Frank (Franchao) Zhu, Sida Li

Executive Summary

Linda Metzler, the newly appointed production planning manager of MacPherson Refrigeration Limited (MRL), was formulating the production plan for the year beginning on January 1. Linda has different basic tools to meet demand fluctuations, including building inventory to meet peaks, using overtime and hiring and laying off workers. Based on these different tools and trade-offs, she identified three alternatives to meet forecasted demand and Now she needs to decide which is the optimal solution to the production plan.

Model

The decision variables:

  • No. of Workers Hired each month;
  • No. of Workers Laid Off each month;
  • No. of Overtime Worker Months

The Objective Function (and Structures):

  • Total Monthly Cost=No. of Workers Hired*Hiring Cost + No. of Workers Laid off* Layoff Cost + No. of Workers On Hand *Regular Salary per month + Overtime Worker Months*Overtime Salary per month + Ending Inventory*Carrying Cost per month.
  • Total Sum Cost=January Monthly Cost+…..+ December Monthly Cost  

Assumptions:

  • The Labor Hiring and Layoff could be conducted immediately in the current month

Constraints:

  • No. of Workers Hired and Laid off each month should equal or more than 0;
  • Total production each month should equal or less than the Production Capacity;
  • Overtime Worker Months should equal or more than 0;
  • Ending Inventory should equal or more than 0;
  • No. of Workers Hired and Laid off and Overtime Worker Months should be integer;

Analysis

After clarifying the Decision Variables, Objective Functions, Assumptions and Constraints, we can build a model to include all information and decision variables into one chart. To calculate the optimal production plan, we can use the Solver and put in the objective, variables, and constraints. It is important to remember when running the Solver we should choose the GRG Nonlinear because the model we set up is not LP.

Linda also has three alternatives to meet forecasted demand, we should consider whether the model we are using is appropriate for other strategies or not. Luckily, we could leverage the same model with different constraints to solve the optimal resource allocation under different strategies.

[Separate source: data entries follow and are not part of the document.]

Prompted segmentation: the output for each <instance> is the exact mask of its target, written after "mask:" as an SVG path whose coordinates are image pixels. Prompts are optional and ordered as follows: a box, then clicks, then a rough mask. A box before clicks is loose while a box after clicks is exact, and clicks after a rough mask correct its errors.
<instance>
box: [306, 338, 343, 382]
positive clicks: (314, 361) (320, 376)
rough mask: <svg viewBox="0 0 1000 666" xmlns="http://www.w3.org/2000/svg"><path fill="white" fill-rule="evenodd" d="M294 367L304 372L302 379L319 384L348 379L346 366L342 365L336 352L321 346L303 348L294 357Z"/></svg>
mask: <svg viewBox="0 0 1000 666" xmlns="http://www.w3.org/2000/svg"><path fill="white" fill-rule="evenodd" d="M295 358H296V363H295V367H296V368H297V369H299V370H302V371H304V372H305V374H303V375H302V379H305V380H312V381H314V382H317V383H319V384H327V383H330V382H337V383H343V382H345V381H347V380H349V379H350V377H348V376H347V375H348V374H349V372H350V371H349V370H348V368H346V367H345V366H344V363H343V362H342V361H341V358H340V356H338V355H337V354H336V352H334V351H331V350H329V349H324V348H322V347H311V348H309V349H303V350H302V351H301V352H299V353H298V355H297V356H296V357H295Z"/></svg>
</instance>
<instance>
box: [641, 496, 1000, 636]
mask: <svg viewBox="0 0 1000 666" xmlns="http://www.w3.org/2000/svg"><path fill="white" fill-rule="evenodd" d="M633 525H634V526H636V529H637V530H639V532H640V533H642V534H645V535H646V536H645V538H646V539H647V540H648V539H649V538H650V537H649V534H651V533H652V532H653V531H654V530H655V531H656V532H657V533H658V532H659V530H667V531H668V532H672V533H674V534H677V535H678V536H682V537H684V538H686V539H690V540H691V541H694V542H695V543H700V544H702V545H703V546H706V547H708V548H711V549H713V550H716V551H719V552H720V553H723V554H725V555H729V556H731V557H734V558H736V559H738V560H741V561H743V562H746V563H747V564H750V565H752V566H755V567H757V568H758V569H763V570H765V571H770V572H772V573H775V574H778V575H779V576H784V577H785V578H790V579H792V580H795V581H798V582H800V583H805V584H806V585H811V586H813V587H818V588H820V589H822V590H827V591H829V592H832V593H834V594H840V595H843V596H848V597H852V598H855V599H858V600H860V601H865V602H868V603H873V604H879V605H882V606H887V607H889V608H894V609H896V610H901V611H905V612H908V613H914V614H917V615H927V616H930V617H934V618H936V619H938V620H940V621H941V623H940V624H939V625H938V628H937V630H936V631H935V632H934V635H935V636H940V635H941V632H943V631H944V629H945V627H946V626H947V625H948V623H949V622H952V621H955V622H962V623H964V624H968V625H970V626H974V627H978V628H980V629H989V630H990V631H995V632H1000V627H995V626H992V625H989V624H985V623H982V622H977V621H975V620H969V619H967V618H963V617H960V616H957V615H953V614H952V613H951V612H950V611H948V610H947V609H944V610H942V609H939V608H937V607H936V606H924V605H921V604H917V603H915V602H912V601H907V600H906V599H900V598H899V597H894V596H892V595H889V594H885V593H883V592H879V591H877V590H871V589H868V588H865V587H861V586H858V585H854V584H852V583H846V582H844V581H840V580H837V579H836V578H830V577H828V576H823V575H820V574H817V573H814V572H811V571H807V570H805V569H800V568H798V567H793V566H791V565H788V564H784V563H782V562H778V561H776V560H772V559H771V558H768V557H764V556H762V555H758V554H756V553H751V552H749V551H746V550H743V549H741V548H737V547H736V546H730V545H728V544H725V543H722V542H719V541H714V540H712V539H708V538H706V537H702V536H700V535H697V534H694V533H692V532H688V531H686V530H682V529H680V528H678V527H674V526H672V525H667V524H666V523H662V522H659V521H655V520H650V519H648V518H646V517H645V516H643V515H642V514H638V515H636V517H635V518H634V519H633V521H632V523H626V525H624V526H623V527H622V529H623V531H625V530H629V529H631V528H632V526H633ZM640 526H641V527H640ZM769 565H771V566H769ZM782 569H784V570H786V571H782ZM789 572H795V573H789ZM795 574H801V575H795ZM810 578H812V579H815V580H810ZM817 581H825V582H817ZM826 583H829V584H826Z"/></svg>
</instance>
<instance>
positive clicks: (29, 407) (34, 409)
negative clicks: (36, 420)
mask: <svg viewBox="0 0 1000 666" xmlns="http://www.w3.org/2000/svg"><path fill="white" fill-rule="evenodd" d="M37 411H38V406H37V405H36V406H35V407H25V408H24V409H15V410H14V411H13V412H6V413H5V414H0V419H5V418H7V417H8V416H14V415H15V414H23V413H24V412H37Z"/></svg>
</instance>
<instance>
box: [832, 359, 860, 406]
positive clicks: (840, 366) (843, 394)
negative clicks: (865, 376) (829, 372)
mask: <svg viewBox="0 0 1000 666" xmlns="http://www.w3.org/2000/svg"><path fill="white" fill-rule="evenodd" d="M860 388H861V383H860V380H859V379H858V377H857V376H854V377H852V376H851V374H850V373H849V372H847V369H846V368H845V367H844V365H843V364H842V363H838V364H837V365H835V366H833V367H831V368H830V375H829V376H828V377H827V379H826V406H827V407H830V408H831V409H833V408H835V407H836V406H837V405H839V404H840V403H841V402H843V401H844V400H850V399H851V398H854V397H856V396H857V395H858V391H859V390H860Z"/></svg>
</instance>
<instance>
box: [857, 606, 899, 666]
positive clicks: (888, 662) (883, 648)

For instance, with the strategy (1) level production (i.e., produce the same number of units each month with constant workforce), we could only hire and lay off workers in the very beginning of the year.  By using alternative (2) chase demand (i.e., carry no inventory) with constant workforce using overtime only, we should make the ending inventory equals zero and the hire and lay off workers in the beginning. Considering alternative (3) chase demand by hiring and firing only but no overtime, we can adjust our hiring and laying off number but make the overtime zero.